„123456“ war auch im Jahr 2022 noch das beliebteste Passwort der Deutschen. Bei diesem Einfallsreichtum braucht es keine Hacking Skills oder Brute-Force-Attacken. Verständlich ist es dennoch, dass Menschen nach möglichst einfach zu merkenden Kombinationen suchen – sichere, weil komplexe Passwörter sorgen schließlich oft für Frust.
Ingolf Rauh, Head of Product and Innovation Management bei Swisscom Trust Services, zeigt eine sichere Alternative, die ganz ohne „34FgHd!?#*A“ und Ähnliches auskommt.
Passwörter sind der größte Frustrationsgrund bei Online-Anmeldungen. 65 Prozent der Verbraucher fühlen sich durch die Verwaltung von unzähligen Nutzername-Passwort-Kombinationen überfordert, so eine aktuelle Studie im Auftrag von Okta. 75 Prozent wünschen sich mehr Kontrolle und Selbstverwaltung ihrer persönlichen Daten.

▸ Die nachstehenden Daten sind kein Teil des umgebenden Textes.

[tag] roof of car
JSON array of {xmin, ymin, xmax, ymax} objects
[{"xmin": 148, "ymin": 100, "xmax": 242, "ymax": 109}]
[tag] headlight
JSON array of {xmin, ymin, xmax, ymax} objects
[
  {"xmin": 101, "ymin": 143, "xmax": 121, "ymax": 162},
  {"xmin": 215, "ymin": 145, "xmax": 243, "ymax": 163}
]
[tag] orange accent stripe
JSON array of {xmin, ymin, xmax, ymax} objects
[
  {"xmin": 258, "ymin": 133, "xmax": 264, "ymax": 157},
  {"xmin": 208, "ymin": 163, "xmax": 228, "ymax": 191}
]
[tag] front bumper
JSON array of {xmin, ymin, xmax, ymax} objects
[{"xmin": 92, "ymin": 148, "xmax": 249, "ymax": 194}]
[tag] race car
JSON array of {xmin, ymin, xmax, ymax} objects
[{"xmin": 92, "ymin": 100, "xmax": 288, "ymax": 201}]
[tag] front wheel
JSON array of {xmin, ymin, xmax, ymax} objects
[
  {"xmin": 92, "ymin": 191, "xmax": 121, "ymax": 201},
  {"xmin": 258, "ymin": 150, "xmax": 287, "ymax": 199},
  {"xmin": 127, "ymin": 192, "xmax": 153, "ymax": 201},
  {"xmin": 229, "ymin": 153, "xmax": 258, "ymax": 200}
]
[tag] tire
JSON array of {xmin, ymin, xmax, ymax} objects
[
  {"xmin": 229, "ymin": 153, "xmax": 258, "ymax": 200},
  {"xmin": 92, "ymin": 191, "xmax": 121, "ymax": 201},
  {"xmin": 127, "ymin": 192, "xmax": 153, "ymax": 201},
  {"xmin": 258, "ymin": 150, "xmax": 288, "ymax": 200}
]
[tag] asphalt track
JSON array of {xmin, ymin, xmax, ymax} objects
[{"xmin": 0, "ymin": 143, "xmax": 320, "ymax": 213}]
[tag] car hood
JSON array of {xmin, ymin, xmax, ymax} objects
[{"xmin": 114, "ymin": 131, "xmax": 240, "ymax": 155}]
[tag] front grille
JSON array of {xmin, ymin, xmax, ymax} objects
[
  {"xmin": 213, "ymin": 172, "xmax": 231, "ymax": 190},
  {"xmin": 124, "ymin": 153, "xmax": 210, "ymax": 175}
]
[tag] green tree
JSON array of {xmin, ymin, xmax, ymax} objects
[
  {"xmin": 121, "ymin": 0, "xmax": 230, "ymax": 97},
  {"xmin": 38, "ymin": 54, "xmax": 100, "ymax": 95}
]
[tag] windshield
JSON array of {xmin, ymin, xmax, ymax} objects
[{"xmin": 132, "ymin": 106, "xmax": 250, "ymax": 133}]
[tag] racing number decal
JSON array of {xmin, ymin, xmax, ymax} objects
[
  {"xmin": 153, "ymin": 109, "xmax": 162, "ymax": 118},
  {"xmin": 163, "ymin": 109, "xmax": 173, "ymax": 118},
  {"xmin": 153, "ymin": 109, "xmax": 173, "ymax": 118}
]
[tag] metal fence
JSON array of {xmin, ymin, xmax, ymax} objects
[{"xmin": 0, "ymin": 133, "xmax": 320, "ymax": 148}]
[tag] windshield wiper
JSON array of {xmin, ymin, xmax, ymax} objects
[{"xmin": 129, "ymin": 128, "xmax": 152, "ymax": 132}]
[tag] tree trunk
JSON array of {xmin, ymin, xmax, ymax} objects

Die Aufforderung zu Erneuerung von Passwörtern und hohe Anforderungen an Länge und Komplexität sorgen für zusätzlichen Frust. Der beliebteste Ausweg der Nutzer ein Login über Social Accounts.

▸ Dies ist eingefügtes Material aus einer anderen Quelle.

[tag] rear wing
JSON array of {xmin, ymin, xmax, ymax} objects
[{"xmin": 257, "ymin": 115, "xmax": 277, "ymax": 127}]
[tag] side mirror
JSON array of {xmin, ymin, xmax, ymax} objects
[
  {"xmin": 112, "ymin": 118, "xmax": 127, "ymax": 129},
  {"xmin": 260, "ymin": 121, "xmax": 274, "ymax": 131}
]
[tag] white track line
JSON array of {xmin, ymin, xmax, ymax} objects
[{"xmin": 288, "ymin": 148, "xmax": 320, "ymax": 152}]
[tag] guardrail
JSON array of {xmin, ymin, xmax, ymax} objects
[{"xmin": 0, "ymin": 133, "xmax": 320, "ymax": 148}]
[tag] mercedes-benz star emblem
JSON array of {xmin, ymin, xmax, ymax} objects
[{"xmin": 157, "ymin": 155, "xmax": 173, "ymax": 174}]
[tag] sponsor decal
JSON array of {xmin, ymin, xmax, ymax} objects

Dadurch ergibt sich einerseits die Gefahr, dass die großen Anbieter bestehende quasi-Monopole im Netz noch weiter ausbauen können, andererseits wird ein solcher Account zu einer Art Master-Schlüssel für verschiedenste Online-Anwendungen eines Nutzers. Erbeuten Kriminelle einmal diese Credentials, können sie damit großen Schaden anrichten. Eine alternative Möglichkeit, die komfortabel für Nutzer, aber dennoch sehr sicher ist, sind Passkeys.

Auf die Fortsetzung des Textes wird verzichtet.